Rangatiratanga, whatever its scope, exists within that framework. It does not override parliamentary authority, and it does not create a permanent, ancestry-based claim to control public resources.
If it did, New Zealand’s entire water system – dams, treatment plants, reticulation networks – would already be unlawful. They are not.
Infrastructure Failure Is Not Ethnic Exclusion
Polluted waterways, wastewater overflows, flooding, and degraded infrastructure are genuine problems. But they are not evidence of Māori exclusion from governance.
They are the result of decades of poor policy, underinvestment, and regulatory failure affecting all New Zealanders.
- Stormwater does not discriminate by ancestry.
- Sewage does not target marae.
- Aging pipes fail in urban and rural communities alike.
To reframe national infrastructure failure as an ethnic grievance is a political move, not an analytical one.
Kaitiakitanga Is Not a Governing Mandate
Tukaki invokes kaitiakitanga (guardianship) as if it establishes a right to co-governance. It does not.
Environmental stewardship is already embedded in law. Regional councils, environmental standards, and enforcement mechanisms exist to protect waterways for everyone. Dividing authority by ancestry weakens accountability rather than improving outcomes.
Guardianship is a responsibility, not a licence to rule.
As David Round once observed, there is no “gene for conservation”. Some Māori have deep connections to land and water. Some do not. The same is true of non-Māori. Environmental responsibility is a matter of values, law, and behaviour – not race. To suggest otherwise is to revive the condescending belief that Māori possess innate environmental wisdom unavailable to others. That assumption is not respect: it is racial stereotyping dressed up as virtue.
Public Regulators Serve the Public – Equally
The article suggests Māori involvement is necessary to ensure accountability in institutions such as the Commerce Commission and Taumata Arowai (Water Services Authority).
That implication is troubling.
These bodies exist to serve all citizens. If they are failing, they should be reformed – not supplemented with parallel authority structures based on descent.
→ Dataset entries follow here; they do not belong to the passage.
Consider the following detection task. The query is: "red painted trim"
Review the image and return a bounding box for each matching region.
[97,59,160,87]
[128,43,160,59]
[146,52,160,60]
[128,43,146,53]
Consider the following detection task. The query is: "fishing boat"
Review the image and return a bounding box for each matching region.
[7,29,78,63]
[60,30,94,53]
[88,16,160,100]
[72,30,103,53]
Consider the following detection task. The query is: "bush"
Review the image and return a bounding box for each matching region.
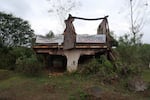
[0,47,16,70]
[0,47,34,70]
[116,62,141,77]
[16,54,43,76]
[78,54,141,84]
[0,47,44,76]
[10,47,34,58]
[78,55,114,76]
[78,58,100,75]
[116,34,150,72]
[138,44,150,67]
[115,44,150,77]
Public services cannot function if accountability is divided by ethnicity.
The Economic Argument Reveals the Core Claim
Late in the article, the real issue emerges: water underpins Māori commercial development, and historical exclusion is said to have constrained economic opportunity.
At this point, the spiritual framing collapses.
Water cannot simultaneously be a living ancestor and a commercial asset demanding preferential allocation. That contradiction exposes Tukaki’s underlying argument: this is not about water quality or stewardship, but about control.
Nor has prior arrival ever conferred sovereignty in modern democracies. As Round pointed out, if ancestry alone created extra and indefeasible rights, descendants of early European settlers might claim superior status over recent migrants – an idea rightly rejected as incompatible with equal citizenship. Arrival order does not generate political authority.
Conclusion
Strip away the rhetoric, and Tukaki’s claim reduces to this: prior arrival is said to confer political authority over water. In reality, modern democracies grant sovereignty to constitutions and elected governments, not to whoever settled first. Heritage and identity may shape culture or rights, but they do not create governing authority.
At its core, Tukaki’s argument is an ancestry-based claim to power – one New Zealand has consistently rejected. Respecting Māori culture does not require surrendering democratic governance, dividing authority by race, or rewriting constitutional fundamentals.
Water is life. But in a democracy, life-sustaining resources must be governed equally by elected authorities accountable to all citizens, or they will eventually be governed unjustly.